The task force will study the complexities of how going fareless could impact ridership, operations and homelessness on the system. They’ll also analyze the current costs of managing fare collection and reduced fare programs, Washington said.
Of course, the biggest question is how to pay for it. Washington said the task force will explore the possibilities of federal and state funding, and reallocating existing agency funds, such as from advertising revenue.
“What we’re doing here is ripping the Band-Aid off, and we’re saying that as the largest agency in this country to pursue a fareless system, I can see us as a pilot agency. I could see us seeking federal funds to do this as a pilot to show that it can be done.”
Several Metro board members spoke in favor of the initiative.
“I think the time is now,” said board chair and L.A. Mayor Eric Garcetti. He called the proposal “a brave way forward” to invest in mitigating climate change and rebuilding ridership.
It’s important to note that rider fares are a tiny slice of Metro’s annual revenue. In the agency’s 2020 budget — approved pre-pandemic — fare revenues represented just 4%of the agency’s projected resources for that fiscal year.
Previously, Washington had been hesitant to offer free fares on Metro.
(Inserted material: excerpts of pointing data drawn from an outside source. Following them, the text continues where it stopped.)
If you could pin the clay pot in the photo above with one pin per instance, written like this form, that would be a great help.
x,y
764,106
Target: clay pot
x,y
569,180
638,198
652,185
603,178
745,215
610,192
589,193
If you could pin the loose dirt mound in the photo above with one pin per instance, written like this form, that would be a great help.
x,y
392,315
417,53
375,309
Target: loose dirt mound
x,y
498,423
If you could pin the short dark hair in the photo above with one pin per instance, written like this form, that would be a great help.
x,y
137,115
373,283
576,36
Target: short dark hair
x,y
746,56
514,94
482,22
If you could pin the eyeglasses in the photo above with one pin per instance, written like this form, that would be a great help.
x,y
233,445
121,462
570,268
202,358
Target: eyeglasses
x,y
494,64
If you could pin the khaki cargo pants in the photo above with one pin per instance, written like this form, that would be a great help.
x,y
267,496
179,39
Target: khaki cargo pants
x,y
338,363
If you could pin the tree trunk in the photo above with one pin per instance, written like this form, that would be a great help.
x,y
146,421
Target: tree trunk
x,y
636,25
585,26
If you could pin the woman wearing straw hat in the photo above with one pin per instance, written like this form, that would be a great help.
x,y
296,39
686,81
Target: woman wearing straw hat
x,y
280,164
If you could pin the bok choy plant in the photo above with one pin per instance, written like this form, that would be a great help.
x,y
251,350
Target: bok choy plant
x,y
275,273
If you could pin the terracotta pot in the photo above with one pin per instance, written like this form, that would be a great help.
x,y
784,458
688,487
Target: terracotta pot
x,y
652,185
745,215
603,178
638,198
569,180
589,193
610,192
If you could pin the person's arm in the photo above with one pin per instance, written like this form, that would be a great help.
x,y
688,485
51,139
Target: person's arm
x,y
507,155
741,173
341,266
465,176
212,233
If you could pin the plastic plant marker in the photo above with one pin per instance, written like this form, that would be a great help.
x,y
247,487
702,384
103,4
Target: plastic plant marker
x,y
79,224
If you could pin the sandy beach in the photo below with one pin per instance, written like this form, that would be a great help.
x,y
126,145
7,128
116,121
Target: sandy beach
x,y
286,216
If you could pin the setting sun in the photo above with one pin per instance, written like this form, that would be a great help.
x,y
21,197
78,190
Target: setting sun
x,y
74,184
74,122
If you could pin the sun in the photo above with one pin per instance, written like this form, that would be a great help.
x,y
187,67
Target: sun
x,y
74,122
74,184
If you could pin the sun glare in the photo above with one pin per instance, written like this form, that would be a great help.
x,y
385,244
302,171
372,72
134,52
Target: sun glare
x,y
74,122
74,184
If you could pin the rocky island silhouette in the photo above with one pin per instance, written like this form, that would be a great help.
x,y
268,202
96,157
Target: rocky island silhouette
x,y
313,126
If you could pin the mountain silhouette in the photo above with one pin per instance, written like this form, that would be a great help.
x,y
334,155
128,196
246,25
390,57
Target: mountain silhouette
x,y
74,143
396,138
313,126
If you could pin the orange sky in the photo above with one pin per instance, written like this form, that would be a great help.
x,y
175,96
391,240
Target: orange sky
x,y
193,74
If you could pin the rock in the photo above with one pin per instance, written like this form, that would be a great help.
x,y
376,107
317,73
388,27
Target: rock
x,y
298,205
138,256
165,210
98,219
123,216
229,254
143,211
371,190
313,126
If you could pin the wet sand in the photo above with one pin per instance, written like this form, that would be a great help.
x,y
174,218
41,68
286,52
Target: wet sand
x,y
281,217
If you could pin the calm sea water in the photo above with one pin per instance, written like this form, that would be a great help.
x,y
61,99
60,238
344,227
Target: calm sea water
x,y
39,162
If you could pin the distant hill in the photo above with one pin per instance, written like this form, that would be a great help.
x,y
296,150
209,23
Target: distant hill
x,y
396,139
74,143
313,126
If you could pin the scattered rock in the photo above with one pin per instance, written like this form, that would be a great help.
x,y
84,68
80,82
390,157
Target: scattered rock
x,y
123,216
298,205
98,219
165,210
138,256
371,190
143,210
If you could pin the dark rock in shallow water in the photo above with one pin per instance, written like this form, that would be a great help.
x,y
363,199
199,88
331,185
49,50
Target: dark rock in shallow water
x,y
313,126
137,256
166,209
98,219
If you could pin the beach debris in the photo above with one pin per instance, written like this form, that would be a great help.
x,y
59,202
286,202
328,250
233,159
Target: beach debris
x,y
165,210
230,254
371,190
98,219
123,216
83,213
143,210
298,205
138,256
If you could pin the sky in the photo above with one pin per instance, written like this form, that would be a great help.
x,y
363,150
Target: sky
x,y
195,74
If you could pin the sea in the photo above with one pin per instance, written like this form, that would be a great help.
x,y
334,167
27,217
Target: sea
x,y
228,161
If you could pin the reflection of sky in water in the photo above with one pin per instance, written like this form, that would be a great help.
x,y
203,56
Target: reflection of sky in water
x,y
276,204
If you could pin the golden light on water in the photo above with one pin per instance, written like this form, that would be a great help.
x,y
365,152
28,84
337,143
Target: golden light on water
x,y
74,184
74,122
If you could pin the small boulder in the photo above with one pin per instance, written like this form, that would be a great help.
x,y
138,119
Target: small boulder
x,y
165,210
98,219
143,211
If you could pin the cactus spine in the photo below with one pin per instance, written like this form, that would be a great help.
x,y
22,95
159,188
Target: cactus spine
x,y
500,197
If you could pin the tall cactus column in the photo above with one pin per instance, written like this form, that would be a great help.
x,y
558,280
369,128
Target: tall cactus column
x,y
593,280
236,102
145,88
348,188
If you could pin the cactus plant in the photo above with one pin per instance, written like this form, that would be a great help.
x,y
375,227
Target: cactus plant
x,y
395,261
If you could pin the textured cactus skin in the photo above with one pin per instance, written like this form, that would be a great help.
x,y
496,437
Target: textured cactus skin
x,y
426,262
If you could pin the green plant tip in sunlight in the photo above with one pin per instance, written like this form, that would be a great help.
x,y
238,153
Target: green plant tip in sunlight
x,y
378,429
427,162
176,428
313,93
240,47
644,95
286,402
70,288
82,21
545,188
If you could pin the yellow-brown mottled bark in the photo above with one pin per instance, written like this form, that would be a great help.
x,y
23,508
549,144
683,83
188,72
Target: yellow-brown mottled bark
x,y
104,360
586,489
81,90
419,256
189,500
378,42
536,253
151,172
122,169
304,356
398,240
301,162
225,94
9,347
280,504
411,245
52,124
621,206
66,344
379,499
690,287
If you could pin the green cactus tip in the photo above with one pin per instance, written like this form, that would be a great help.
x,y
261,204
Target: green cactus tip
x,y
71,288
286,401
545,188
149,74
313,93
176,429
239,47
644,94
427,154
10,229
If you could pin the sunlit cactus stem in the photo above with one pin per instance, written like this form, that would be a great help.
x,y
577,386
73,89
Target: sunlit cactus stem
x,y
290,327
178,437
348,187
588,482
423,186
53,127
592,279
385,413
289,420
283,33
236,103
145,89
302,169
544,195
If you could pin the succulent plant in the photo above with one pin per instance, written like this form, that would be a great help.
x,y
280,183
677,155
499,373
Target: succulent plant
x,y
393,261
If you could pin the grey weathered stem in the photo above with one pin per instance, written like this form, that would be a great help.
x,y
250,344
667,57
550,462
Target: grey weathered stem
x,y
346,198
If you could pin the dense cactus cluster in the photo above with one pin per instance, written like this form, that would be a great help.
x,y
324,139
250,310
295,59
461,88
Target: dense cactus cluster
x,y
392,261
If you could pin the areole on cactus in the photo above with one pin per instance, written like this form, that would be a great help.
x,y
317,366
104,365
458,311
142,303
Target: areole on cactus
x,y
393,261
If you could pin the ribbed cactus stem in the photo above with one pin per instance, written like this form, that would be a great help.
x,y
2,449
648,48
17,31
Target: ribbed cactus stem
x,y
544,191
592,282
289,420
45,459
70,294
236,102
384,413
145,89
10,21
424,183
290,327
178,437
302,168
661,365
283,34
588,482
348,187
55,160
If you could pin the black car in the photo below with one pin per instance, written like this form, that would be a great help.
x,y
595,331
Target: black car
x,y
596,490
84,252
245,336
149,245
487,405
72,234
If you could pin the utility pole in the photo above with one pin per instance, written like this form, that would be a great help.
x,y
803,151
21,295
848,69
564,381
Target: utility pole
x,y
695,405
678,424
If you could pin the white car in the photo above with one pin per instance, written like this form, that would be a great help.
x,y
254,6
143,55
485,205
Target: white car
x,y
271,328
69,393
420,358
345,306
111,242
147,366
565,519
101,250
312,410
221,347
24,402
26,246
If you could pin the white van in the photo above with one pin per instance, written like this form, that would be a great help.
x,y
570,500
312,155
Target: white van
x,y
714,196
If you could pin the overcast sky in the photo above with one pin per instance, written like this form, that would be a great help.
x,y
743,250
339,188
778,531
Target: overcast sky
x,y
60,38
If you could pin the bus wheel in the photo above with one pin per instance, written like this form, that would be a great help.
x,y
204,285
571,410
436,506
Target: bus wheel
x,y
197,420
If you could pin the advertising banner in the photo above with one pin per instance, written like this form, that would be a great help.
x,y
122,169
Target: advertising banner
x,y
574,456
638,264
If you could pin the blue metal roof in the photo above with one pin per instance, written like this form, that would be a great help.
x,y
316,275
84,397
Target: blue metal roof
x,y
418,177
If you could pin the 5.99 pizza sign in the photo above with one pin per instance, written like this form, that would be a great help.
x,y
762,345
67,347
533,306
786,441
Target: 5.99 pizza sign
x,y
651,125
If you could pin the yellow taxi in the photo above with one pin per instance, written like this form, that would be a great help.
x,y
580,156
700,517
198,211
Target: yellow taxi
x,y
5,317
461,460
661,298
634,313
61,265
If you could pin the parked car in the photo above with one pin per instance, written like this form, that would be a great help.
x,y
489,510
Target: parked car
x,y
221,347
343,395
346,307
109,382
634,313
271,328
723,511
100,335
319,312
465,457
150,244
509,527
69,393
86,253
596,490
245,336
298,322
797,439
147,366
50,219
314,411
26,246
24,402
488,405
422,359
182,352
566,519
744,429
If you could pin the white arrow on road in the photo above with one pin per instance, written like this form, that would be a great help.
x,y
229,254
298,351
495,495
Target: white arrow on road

In the early months of the pandemic, as smaller transit agencies in the county and around the U.S. waived rider fares, Washington cautioned against that for L.A. Metro, saying it might draw too many riders and counteract social distancing.
The pandemic hit Metro hard. The agency lost roughly 70% of its riders amid stay-at-home orders. The larger, long-term impact is a drop in sales tax revenue, which accounts for about half of Metro’s operating budget. Officials project the agency will lose $1.8 billion through the upcoming fiscal year, ending in June 2021.
Relief from the CARES Act will help close some of that gap.
L.A. County has been granted nearly $1.1 billion specifically for public transit to cover operating expenses impacted by coronavirus, although Metro has joined a coalition of U.S. transit agencies seeking a second round of federal relief.
The Operation FSI task force is expected to come back with recommendations for Metro’s leaders by the end of the year. In the meantime, you still have to pay to ride the system.